Naturalmente que o alcance da expressão setor diretamente tutelado não se reconduz à “tutela administrativa” e, desse modo, às entidades relativamente às quais o membro do Governo exerceu poderes de fiscalização ou controlo e até de alguma intervenção (sancionatória, por ex., que se identifica no direito positivo, ao abrigo de tutela).

Em rigor, a menção à tutela de um setor parece reportar-se à área relativamente à qual o ministro “formula, conduz, executa e avalia” políticas, portanto a sua área governativa. É o domínio de atividade relativamente ao qual exerce competências e no qual atuam entidades de natureza diversa, nomeadamente empresas privadas.
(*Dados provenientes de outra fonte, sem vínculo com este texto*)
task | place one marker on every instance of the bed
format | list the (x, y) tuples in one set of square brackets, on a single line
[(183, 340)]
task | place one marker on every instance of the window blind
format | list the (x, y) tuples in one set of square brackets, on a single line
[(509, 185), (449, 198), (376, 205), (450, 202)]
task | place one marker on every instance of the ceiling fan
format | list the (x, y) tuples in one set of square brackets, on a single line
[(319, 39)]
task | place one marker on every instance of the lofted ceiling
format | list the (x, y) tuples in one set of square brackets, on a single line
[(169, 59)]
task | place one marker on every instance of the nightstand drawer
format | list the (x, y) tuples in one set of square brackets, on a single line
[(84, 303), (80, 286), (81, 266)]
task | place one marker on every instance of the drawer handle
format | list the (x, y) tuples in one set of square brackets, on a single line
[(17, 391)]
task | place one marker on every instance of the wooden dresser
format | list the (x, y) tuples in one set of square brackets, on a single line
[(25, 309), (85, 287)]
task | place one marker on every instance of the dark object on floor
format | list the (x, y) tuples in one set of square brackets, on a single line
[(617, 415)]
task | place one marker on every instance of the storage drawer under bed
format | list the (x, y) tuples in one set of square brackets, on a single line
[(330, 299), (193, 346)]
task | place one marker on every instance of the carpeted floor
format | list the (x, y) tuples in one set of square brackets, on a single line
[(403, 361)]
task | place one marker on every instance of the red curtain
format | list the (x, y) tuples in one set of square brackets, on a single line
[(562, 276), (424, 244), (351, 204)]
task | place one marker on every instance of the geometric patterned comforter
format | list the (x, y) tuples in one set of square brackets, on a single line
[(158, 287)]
Especificamente quanto às empresas privadas relativamente às quais teve intervenção direta, através de atos praticados enquanto membro do Governo, será de entender que a restrição abrange também o exercício de competências “conjuntamente”ou “em coordenação” entre membros do Governo, tal como previsto nos mais recentes regimes de organização e funcionamento (como o Decreto-Lei n.º 32/2022, de 9 de maio), pois configura uma intervenção direta do titular do cargo político (simplesmente partilhada, entre dois membros do Governo competentes). Em abstrato e na ausência de vicissitudes na formação da vontade colegial, serão de excluir as empresas privadas do setor tutelado exclusivamente abrangidas por atos do Conselho de Ministros, na medida em que a vontade será imputável ao órgão colegial e não ao membro do Governo que o integra.
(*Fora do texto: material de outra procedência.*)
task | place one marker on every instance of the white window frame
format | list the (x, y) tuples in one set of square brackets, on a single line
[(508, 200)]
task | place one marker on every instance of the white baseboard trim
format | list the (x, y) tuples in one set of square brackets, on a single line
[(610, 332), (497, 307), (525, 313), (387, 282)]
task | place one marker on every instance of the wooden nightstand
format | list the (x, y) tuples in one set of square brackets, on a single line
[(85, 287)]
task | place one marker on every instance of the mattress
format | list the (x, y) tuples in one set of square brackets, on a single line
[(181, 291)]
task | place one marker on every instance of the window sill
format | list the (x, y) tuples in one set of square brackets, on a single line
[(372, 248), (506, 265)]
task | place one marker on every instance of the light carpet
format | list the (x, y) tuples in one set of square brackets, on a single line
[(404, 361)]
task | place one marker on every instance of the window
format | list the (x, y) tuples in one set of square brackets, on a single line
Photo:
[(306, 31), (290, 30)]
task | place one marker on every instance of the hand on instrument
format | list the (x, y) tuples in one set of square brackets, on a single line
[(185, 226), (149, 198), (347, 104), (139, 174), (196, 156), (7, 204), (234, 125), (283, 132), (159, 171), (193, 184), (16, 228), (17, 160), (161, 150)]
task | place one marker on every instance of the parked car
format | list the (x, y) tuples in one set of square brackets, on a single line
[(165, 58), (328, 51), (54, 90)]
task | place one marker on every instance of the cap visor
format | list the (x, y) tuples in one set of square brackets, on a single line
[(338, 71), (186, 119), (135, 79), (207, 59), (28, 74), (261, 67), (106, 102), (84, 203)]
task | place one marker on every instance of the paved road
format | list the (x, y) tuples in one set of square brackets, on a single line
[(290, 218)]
A título de exceção, a lei expressamente afasta ainda destas restrições o regresso à empresa ou atividade exercida à data da investidura no cargo (cfr. n.º 2 do art.º 10.º).

De notar que a alusão a “funções” quanto à atividade vedada abrangerá qualquer tipo de atividades profissionais a exercer, onerosa ou gratuitamente, nas empresas referidas no n.º 1 do art.º 10.º da Lei n.º 52/2019, de 31 de julho, aí se incluindo órgãos sociais, contratos de trabalho ou contratos de prestação de serviços, por exemplo.
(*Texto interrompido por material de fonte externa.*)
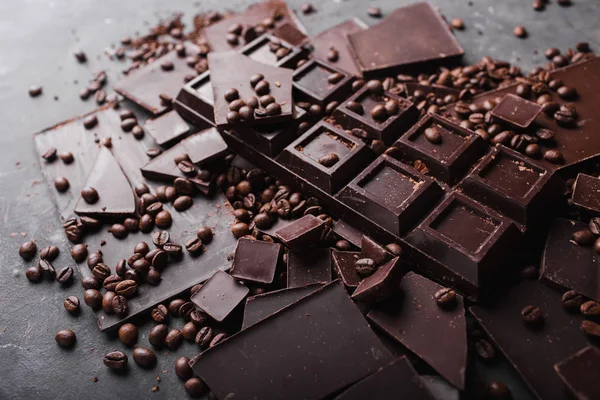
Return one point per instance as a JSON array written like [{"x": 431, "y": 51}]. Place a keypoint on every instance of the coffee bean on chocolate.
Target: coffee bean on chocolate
[
  {"x": 119, "y": 305},
  {"x": 590, "y": 308},
  {"x": 144, "y": 357},
  {"x": 583, "y": 237},
  {"x": 93, "y": 298},
  {"x": 65, "y": 338},
  {"x": 532, "y": 315},
  {"x": 28, "y": 250},
  {"x": 116, "y": 360},
  {"x": 128, "y": 334}
]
No plano internacional, o n.º 4 do art.º 10.º da Lei n.º 52/2019, de 31 de julho igualmente veda a possibilidade de os titulares de cargos políticos de natureza executiva exercerem, pelo período de três anos contado a partir da data da cessação do mandato, quaisquer funções de trabalho subordinado ou consultadoria em organizações internacionais com quem tenham estabelecido relações institucionais em representação da República Portuguesa. A lei exceciona, no entanto, no n.º 5 do art.º 10.º, o exercício de funções: (i) nas instituições da União Europeia; (ii) nas organizações do sistema das Nações Unidas; (iii) decorrentes de regresso a carreira anterior; (iv) em caso de ingresso por concurso; (v) em caso de indicação pelo Estado Português ou em sua representação.

O regime sancionatório da Lei n.º 52/2019, de 31 de julho abrange o membro do Governo que cessou funções e a entidade que o contrate. Nos termos dos números 3 e 4 do art.º 11.º, a infração ao disposto no artigo 10.º determina: (i) para o antigo titular de cargo político, a inibição para o exercício de cargos políticos e de altos cargos públicos por um período de três a cinco anos; (ii) para as entidades que contratem antigos titulares de cargos políticos em violação do regime, a proibição de beneficiarem de quaisquer incentivos financeiros ou de sistemas de incentivos e benefícios fiscais de natureza contratual por um período de três a cinco anos.